Another important aspect of our education is that of research in local techniques especially since in construction one must apply and understand the theory for its application. For instance in my Construction II class, we were required to provide the solution to a certain construction problem. Out of a class of thirty odd students, only one person produced the right answer, a Trinidadian student who had some experience in the construction industry at home. When asked how he was able to solve the problem, his only answer was “Trinidad construction boy!” However, I always recall that whatever he learnt was correctly learnt and successfully applied away from the English construction climate. In our role as educators, we must also be mentors to our young graduates and craftsmen. This task is easier said than done since many of our consultants are so bent on earning a living that they are not willing to make the necessary sacrifices towards training their locals. Consequently, at the local level we have a list of skilled artisans whose skills are acquired by on the job “pick up” training, which is adequate for some jobs locally but only thus far.

Apart from education, research into our entire building industry, within the Caribbean is also vital to our success. Many years ago, some of us started compiling statistics (on labourers, concrete works, formwork etc.) to apply to the pricing items in the construction industry. However we were advised that this exercise was a waste of time or an exercise in futility since no one would either read or apply it. Sadly, we heeded the negative advice and today we have no statistics on what to base realistic pricing in the industry. In order to emphasize my point that research in local phenomenon, theorized and put in academic form can be the basis of theorizing our local industry for the application of local solution(s) to local problems, consider another example; the ITCA did a complete research study on every type of wood in Trinidad eg. cheynette, mango, cedar etc. identifying all physical characteristics and evaluating its uses, however although this research lies somewhere in our archives, few people know of its existence. Maybe, as professionals we also need to develop some system to prevent knowledge from being lost from lack of use (which could result in the said research being redone) and maintained in some permanent manner.
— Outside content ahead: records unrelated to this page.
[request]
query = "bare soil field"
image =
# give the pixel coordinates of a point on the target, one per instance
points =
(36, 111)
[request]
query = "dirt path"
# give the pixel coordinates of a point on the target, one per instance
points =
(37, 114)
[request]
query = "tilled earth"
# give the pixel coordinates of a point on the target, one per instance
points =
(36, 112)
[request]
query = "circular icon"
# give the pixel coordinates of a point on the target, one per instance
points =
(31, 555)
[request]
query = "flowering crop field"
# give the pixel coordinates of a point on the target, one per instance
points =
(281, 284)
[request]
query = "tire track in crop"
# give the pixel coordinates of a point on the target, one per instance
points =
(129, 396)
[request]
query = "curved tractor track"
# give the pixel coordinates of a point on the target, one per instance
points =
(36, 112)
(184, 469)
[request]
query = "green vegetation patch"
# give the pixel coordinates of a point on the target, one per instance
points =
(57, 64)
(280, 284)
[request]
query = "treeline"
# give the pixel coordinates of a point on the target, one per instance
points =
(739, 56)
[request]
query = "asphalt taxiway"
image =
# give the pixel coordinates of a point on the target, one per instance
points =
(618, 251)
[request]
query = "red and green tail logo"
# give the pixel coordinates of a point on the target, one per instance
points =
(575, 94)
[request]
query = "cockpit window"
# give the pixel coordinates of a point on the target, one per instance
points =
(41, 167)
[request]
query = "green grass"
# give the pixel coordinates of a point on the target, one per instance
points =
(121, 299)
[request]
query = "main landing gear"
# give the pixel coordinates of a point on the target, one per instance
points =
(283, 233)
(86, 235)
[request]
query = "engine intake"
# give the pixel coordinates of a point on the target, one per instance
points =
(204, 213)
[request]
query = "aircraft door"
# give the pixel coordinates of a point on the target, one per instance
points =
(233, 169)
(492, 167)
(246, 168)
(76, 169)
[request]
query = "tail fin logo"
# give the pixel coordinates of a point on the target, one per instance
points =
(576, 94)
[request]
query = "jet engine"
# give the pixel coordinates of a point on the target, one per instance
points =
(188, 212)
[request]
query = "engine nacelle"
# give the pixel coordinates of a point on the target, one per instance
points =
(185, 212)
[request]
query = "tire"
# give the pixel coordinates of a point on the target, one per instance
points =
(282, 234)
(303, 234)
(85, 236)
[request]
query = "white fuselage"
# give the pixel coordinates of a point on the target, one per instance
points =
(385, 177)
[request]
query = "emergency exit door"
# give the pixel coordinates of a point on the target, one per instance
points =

My era of returnees bombarded every financial institute eg. lending agencies and the general public with quantity surveying  formation. Our approach included our fellow professionals i.e. Architects, Engineers and any other group involved in planning and organizing any aspect of the industry. As a result, today we have a much more knowledgeable cadre of building professionals who should now be more efficient in servicing the general public and financial sector. However our responsibility as professionals does not end here.

Our next challenge is to replace external examinations such as City and Guilds, Clerk of Works examinations, Institute of Builders etc. with similar local programmes which are overseen by local examining board consisting of our professionals who would have designed and compiled the syllabus.

Finally, professionals must reflect a high level of integrity in not only their everyday conduct but in their professional demeanor and practice. We must earn the respect of our community both professionally and generally. Dignity is not handed to you because you are a professional. You must earn it by your general conduct and all its members must be a party and comply with the necessary requirement. Having been a member of the building industry for nearly 50 years, I strongly believe that professionals in developing countries must:

a. Educate the public and their fellow professionals as to their function.
b. Train not only your fellow professionals but all the subsidiaries in your field. It is an investment well made.
c. Conduct research in all aspects of your profession so that one’s performance and its basis must be recorded to be in a form to be passed on and
d. Finally, strive to achieve integrity in both general and professional behaviour.

When we have developed a culture of knowledge sharing and mentoring, issues like research and development as well as professional development progress naturally finally resulting in the growth and development of the building industry.